Commutation relations of sl2

Question

Let $V$ be a vector space with basis $\{V_I\}$ indexed by all the subsets $I$ of $\{1,2,\cdots,n\}$ (including empty set). Thus $V$ has dimension $2^n$.

Question: V becomes a representation of Lie algebra $sl_2$ if we set $$e(v_I)= \sum_{{I \subset J}_{|J\setminus I|=1}}v_J,\quad f(v_I)= \sum_{{K \subset I}_{|I\setminus K|=1}}v_K , \quad h(v_I) = (2|I|-n)v_I$$

I know that I have to get $$[e,f]=h, \quad [h,e]=2e , [h,f]= -2f$$ and I started with $$[e,f](v_I) = e(f(v_I))- f(e(v_I))$$ to see if I will get the desired commutation relations but I end up getting $e,f]=0$ . Any help to bail me out will be much appreciated. I know if I see how one of the commutation relations work< I can figure out the remaining 2. Thanks.

Answer 1

The first and most obvious thing is to observe that both $e(f(v_I))$ and $f(e(v_I))$ are linear combinations of vectors $v_{I'}$ with $|I|=|I'|$. This is because $e$ adds one element to $I$, and $f$ removes one. Also, if $v_{I'}$ appears in either $e(f(v_I))$ or $f(e(v_I))$, then the symmetric difference $$ I\,\Delta\, I'=(I\setminus I')\cup (I'\setminus I) $$ is either the empty set (when $I=I'$), or it has exactly two elements, say $i\in I\setminus I'$ and $j\in I'\setminus I$.

• In the latter case we have no choice: $e$ must have added $j$ to $I$, $v_{I\cup\{j\}}$ appears in $e(v_I)$, and $f$ must have removed $i$ from $I\cup\{j\}$ meaning that $v_{I'}$ appears in $f(e(v_I))$ with coefficient $1$. But, the exact same thing must have happened in $e(f(v_I))$. Therefore $v_{I'}$ disappears from $[e,f](v_I)$.
• OTOH, when $I'=I$ we have more options.

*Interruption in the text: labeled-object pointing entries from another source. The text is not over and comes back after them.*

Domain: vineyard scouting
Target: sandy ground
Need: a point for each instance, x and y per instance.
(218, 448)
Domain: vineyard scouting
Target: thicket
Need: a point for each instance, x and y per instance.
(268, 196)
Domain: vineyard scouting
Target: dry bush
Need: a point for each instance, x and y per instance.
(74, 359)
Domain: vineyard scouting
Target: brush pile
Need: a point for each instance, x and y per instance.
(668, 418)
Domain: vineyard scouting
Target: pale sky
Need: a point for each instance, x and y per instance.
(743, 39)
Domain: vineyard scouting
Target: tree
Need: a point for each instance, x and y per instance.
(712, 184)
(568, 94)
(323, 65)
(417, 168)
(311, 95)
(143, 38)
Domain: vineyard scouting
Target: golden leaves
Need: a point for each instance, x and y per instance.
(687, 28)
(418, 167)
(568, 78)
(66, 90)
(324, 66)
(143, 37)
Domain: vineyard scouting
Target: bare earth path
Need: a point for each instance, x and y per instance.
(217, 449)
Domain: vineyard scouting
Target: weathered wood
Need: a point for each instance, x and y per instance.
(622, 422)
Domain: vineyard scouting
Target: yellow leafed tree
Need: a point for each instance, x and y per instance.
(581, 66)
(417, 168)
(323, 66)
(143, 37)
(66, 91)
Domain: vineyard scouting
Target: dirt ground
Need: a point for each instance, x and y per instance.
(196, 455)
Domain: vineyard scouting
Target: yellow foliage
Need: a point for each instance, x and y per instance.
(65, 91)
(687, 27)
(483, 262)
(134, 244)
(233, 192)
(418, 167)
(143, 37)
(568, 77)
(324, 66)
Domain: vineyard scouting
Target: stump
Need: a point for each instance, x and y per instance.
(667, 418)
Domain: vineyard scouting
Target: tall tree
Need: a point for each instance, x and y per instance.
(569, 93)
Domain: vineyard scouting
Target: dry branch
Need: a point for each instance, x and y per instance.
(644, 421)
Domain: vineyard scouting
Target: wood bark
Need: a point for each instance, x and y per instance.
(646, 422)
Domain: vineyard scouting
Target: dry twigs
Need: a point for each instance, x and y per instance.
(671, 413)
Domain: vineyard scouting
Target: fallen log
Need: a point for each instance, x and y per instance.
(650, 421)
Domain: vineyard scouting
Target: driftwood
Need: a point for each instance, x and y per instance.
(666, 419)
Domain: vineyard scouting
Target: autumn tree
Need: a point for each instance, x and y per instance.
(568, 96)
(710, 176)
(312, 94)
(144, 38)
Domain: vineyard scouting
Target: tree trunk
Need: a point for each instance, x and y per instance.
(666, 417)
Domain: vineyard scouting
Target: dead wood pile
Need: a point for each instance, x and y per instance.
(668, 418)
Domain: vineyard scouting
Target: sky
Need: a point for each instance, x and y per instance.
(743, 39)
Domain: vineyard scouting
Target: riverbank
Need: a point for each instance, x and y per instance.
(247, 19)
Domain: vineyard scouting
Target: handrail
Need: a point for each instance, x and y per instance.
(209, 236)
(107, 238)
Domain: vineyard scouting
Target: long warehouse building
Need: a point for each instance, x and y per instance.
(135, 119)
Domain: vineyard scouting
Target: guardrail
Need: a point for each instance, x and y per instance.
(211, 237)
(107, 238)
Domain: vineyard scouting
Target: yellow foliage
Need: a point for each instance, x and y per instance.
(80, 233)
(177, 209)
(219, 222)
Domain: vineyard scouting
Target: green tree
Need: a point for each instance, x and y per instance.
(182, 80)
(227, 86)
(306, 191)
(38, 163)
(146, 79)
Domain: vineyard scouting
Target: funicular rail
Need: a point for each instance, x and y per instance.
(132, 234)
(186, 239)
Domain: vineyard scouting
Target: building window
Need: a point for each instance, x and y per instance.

In $f(e(v_I))$ the action of $e$ can add any of the $n-|I|$ numbers not in $I$ to it. Then $f$ removes the added number. Consequently $v_I$ appears with coefficient $n-|I|$ in $f(e(v_I))$. Similarly, in $e(f(v_I))$ the operator $f$ can remove any of the $|I|$ elements from it as long as $e$ puts it back in. Therefore $v_I$ appears with coefficient $|I|$ in $e(f(v_I))$.

Putting the above bullets together we see that $$ [e,f](v_I)=(2|I|-n)v_I=h(v_I) $$ as claimed.

Answer 2

Could you please see what I am doing wrong below? Let say $V$ is a vector space with basis $$\{v_{\emptyset}, v_{\{1\}}, v_{\{2\}}, v_{\{1,2\}} \}$$ indexed by all the subsets $\{1,2\}$. This case $n=2$. I still had trouble seeing that $$[h,e](v_{\{1\}})=2e v_{\{1\}}.$$

I started by seeing what looks like. Observe that $$[h,e](v_{1})= h(e(v_{\{1\}}))- e(h(v_{\{1\}}))= h(v_{\{1\}}+ v_{\{1,2\}})-e((2(1) -2)v_{\{1\}})$$ $$= h(v_{\{1\}})+h( v_{\{1,2\}}) = 0 + [2(2)-2]v_{\{1,2\}} = 2 v_{\{1,2\}} \neq 2v_{\{1\}}$$

Thanks. I am sure if this part can be clarified, then I should be fine. My problem is I dont know how the summation given above works.